Early-life exposure to Superfund metal toxicants such as lead (Pb), arsenic (As), cadmium (Cd) and Manganese (Mn) has been associated with worse cognitive function during aging and is suspected of contributing to the development of neurodegenerative diseases, such as Alzheimer?s disease. However, the biological mechanisms underlying the associations remain poorly understood. Mammalian cells, including neurons and neural stem cells, secrete into the extracellular milieu a variety of tiny membrane-encapsulated vesicles. These extracellular vesicles (EVs) contain functional signaling molecules that can be taken up by recipient cells to mediate intercellular communication. One such group of signaling molecules is microRNAs, which function as master tuners of gene expression by degrading target mRNA and/or inhibiting translation of the message. Since EVs are encapsulated by a lipid bilayer membrane, molecules such as microRNAs enclosed in the vesicles are protected from nuclease-mediated degradation and thus are thus very stable. As a result, EV microRNAs can be easily detected and quantitated in biological fluids such as plasma/serum and have been used as novel biomarkers for a variety of human diseases. Although some limited studies have explored the role of EV microRNAs in neural cells, no studies have examined the role of EV microRNAs on cognitive function in the context of environmental exposures such as metal toxicants. We hypothesize that metal exposures in early life alter EV microRNAs in the brain and that these changes in EV microRNAs affect the function of neurons and neural stem cells to accelerate cognitive aging. We propose three interconnected Specific Aims to test this hypothesis.

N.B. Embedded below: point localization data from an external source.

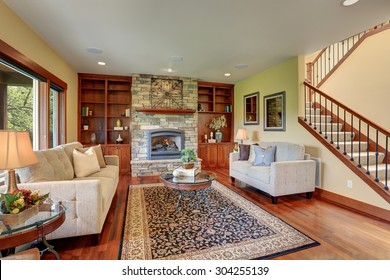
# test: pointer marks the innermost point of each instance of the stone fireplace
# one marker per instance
(143, 124)
(164, 143)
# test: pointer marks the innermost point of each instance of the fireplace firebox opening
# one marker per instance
(164, 143)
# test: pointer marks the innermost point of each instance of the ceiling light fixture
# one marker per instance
(241, 66)
(176, 58)
(347, 3)
(94, 50)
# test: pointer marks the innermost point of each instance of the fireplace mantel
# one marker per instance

Aim 1 will determine the effects of exposures to individual metal exposures (Pb, As, Mn, and Cd) as well as ?real-world? metal mixtures (pre- and post-remediation water samples collected at the San Luis Valley Superfund site) on developing human fetal brain organoids.
Aim 2 will determine the effects of early-life exposure to individual metals (Pb and As) as well as to the real-world metal mixtures on EV miRs and the cognitive function of mice later in life.

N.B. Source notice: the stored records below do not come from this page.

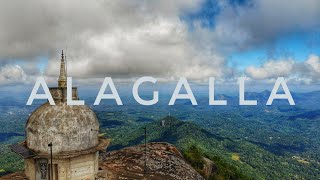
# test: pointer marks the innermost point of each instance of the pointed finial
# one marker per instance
(62, 81)
(62, 56)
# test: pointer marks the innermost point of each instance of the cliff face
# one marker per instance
(164, 161)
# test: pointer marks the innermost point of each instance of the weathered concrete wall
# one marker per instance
(69, 128)
(77, 168)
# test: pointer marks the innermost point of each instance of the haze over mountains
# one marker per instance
(254, 141)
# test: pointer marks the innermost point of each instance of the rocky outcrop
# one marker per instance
(163, 161)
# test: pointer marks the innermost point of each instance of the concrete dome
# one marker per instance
(69, 128)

Aim 3 will determine the functional role of selected EV microRNAs in modulating functions of brain organoids and cognitive function in mice. Our highly multidisciplinary study integrating mouse models, human epidemiology, and functional cellular studies seeks to establish EV microRNAs not only as novel biomarkers for metal exposure-related cognitive function, but also as a mechanistic basis for metal- induced neurotoxicity and cognitive impairment. This project links with the MEMCARE-SRC by complementing human studies in Project 1 and seeking to identify biologic mechanisms for health effects of water contamination at Superfund sites.
Early-life exposure to environmental metal toxicants is associated with worse cognitive function in aging and may contribute to the development of neurodegenerative diseases, such as Alzheimer?s disease; however, the underlying molecular mechanisms remain poorly understood. This project conducts laboratory-based mechanistic studies to unravel critical biological pathways that contribute to cognitive aging associated with exposures to environmental metal contaminants. This study could lead to novel strategies that slow down cognitive aging and dysfunction caused by metal exposures.